Eledon Pharmaceuticals’ experimental immunosuppressant helped two patients with type 1 diabetes go insulin-free following an islet cell transplant, the company announced Tuesday.
The company’s stock
$ELDN
rose about 12% on Tuesday morning after Eledon announced the
data
and an $85 million
offering
.
It said the investigator-initiated trial, which is being conducted by researchers at UChicago Medicine Transplant Institute, could have produced the first results showing that two patients became insulin-independent after undergoing treatment with an anti-CD40L monoclonal antibody and without taking tacrolimus, which is the current standard of care to prevent transplant rejections.
Tacrolimus, a type of immunosuppressant, comes with a laundry list of toxicity issues, including kidney and beta cell toxicity, post-transplant new-onset diabetes, hypertension, brain fog and tremors, according to Eledon CEO David-Alexandre Gros.
“We’re trying to get people off insulin, and yet, right when we’re giving them new islet cells, we’re giving them a drug that is going to harm,” Gros told
Endpoints News
. “We’re looking to develop a new generation of immunomodulator, one that will be both more effective as well as safer than the current standard of care.”
Gros pointed to Vertex’s work in stem cell-derived islet cell therapy — the company announced over the summer that three of its patients had gone insulin-free
using VX-880
— but patients also have to be on chronic immunosuppressive therapy. Vertex is working on VX-264, which is designed to treat patients without immunosuppressants, but Gros thinks there will be a place for Eledon’s drug, called tegoprubart, if VX-264 fails.

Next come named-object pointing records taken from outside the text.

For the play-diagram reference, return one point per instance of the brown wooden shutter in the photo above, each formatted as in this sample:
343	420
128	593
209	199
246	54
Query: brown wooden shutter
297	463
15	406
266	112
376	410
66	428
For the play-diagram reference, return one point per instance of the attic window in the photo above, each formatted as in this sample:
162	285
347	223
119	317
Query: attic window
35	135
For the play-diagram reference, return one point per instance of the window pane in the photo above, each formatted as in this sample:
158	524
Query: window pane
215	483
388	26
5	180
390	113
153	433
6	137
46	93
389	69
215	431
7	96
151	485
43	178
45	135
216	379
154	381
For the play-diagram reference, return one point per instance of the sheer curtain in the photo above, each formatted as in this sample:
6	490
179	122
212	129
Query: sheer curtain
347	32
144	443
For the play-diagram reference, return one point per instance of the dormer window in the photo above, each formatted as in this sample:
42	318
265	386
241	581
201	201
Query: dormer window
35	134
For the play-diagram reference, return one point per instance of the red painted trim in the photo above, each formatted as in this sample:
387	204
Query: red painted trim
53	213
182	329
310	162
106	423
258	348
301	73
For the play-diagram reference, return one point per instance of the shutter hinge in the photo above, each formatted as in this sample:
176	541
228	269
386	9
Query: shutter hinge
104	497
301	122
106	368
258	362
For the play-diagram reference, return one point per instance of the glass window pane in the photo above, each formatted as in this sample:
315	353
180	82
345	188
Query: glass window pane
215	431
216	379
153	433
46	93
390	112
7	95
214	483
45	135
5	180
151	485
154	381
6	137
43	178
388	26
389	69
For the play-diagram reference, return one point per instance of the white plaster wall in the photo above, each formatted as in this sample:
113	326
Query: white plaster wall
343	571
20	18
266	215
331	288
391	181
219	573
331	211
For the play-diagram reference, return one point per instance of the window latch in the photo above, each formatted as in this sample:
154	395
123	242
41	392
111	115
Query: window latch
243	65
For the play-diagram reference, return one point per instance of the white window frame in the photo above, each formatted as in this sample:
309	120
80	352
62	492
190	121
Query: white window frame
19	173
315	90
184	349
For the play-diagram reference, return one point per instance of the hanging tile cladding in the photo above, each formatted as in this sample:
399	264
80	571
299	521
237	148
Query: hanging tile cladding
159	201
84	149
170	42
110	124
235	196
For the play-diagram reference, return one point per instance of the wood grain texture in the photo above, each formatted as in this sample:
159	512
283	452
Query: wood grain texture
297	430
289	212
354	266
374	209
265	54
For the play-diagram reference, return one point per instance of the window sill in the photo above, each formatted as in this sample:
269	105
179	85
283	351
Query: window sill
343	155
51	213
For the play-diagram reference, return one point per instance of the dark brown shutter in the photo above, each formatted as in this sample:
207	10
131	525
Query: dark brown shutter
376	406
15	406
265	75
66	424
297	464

“What we’re hoping to do is to unlock this market if tegoprubart can provide as good or better protection but without all of the side effects,” Gros said. “And so far, the data is very encouraging.”
In the study, patients received islet transplants combined with induction therapy — mycophenolate mofetil plus tegoprubart — every three weeks by an IV infusion. The company said treatment with tegoprubart was “generally well-tolerated” in all subjects, with no unexpected adverse events, graft rejection or hypoglycemic episodes. A third patient decreased their insulin use by more than 60% three days after the transplant procedure.
Along with achieving insulin independence at approximately three months and six months post-transplant, the first two patients also recorded normal HbA1c levels. All three patients saw improved islet engraftment — engraftment was three to five times higher than three comparable subjects who received only tacrolimus — and Eledon said this suggests that tegoprubart is “less toxic” to transplanted islets and led to improved graft survival and function.
Back in 2020, Eledon bought tegoprubart through its acquisition of Anelixis, though the ALS Therapy Development Institute had discovered the drug. Eledon first ran a Phase 2 trial with the drug in ALS patients before pivoting to transplant rejection. It still has plans to develop the drug in ALS.
The company is continuing the trial in islet cell transplant, which is designed for up to nine patients, and it has three ongoing trials in kidney transplantation.
Editor’s note: This story has been updated with the name of the UChicago Medicine Transplant Institute.